A concrete 3D printed pavilion

In a collaboration between Prof. Herrmann and Prof. Spaeth of the German Technische Hochschule Lübeck, Dutch specialist in 3D printing Vertico, and construction materials company Sika, the pavilion uses age-old structural principles as well as cutting-edge production techniques in concrete 3D printing.

The pavilion was created to demonstrate the power of concrete 3D printing and overcoming traditional manufacturing constraints. The overall shape of the structure comes from a computational form-finding process based on structural simulations generating a compression-only shell structure. The shape consists of planar hexagonal tiles that allow for efficient printing on a planar printing bed.

The resulting pavilion consists of a dome of 102 interlocking stones spanning about 4.5 m in diameter, which were printed in two days. The fully digitized process, from design to production, and the flexible 3D printing enables a vast range of different geometries for the stones and subsequently for the overall shape without additional effort.
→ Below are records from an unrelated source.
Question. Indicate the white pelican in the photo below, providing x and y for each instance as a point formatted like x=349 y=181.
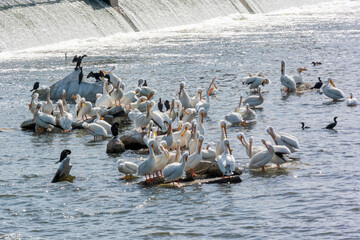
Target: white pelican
x=174 y=171
x=195 y=158
x=249 y=114
x=99 y=120
x=64 y=117
x=116 y=95
x=287 y=81
x=352 y=101
x=262 y=158
x=235 y=118
x=255 y=82
x=95 y=129
x=33 y=102
x=331 y=91
x=128 y=168
x=189 y=115
x=197 y=98
x=47 y=107
x=130 y=97
x=144 y=90
x=43 y=120
x=184 y=97
x=105 y=99
x=147 y=167
x=162 y=159
x=238 y=108
x=66 y=106
x=254 y=101
x=298 y=78
x=142 y=120
x=220 y=145
x=205 y=105
x=226 y=161
x=194 y=137
x=175 y=156
x=200 y=121
x=285 y=139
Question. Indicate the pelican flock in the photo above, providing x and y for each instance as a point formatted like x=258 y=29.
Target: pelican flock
x=175 y=134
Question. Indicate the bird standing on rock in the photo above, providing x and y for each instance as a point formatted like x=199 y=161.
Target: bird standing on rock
x=167 y=105
x=160 y=105
x=332 y=125
x=36 y=86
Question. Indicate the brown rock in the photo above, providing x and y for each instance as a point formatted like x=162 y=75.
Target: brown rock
x=115 y=146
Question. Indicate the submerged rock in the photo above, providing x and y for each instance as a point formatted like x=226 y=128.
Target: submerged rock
x=133 y=141
x=72 y=87
x=115 y=145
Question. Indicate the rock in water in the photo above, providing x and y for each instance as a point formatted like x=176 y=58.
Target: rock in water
x=63 y=172
x=71 y=84
x=115 y=146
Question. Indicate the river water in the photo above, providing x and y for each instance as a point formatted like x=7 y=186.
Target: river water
x=316 y=197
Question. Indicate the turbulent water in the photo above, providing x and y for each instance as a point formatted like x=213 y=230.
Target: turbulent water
x=316 y=197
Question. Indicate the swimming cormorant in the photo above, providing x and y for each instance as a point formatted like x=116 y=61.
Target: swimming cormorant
x=36 y=86
x=160 y=105
x=317 y=85
x=78 y=60
x=332 y=125
x=303 y=126
x=63 y=155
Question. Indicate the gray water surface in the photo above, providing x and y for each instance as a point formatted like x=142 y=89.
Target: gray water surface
x=316 y=197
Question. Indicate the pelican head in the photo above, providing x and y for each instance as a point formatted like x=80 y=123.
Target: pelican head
x=223 y=126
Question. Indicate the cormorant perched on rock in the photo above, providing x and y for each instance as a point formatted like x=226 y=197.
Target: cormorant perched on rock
x=303 y=127
x=332 y=125
x=316 y=63
x=78 y=60
x=81 y=75
x=160 y=105
x=36 y=86
x=97 y=76
x=167 y=105
x=63 y=172
x=317 y=85
x=63 y=155
x=115 y=130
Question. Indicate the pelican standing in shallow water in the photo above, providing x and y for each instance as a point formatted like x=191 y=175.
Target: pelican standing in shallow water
x=286 y=80
x=226 y=161
x=285 y=139
x=254 y=101
x=175 y=170
x=43 y=120
x=128 y=168
x=331 y=91
x=95 y=129
x=352 y=101
x=262 y=158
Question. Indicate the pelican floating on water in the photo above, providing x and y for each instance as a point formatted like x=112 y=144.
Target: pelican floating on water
x=352 y=101
x=285 y=139
x=128 y=168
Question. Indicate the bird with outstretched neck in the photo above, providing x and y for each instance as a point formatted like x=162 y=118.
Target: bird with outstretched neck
x=332 y=125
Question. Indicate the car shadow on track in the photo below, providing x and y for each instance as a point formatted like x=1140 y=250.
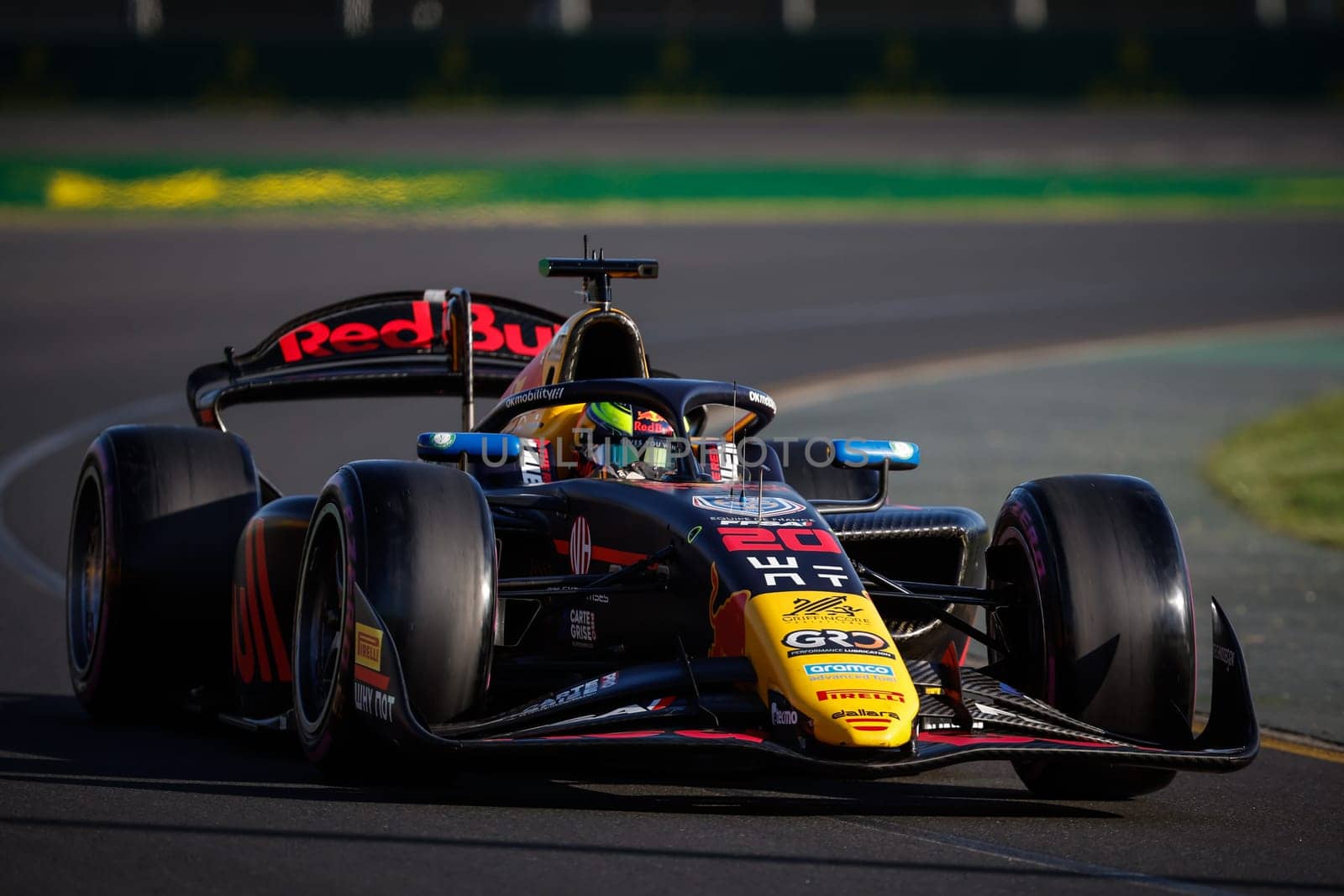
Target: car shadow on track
x=49 y=739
The structure uses old principles that prioritise form and function, which through 3D printing, can become cost-effective. In addition, the pavilion was designed for disassembly to reduce waste. The contact surfaces are coated with a non-adhesive agent to eliminate the potential transfer of tensile forces and to allow for easier disassembly. The pavilion uses materials where they are most efficient: concrete for compression, and steel in tensile.

The pavilion was revealed at the Nordbau 2023, a trade fair for construction at Neumünster, Schleswig Holstein.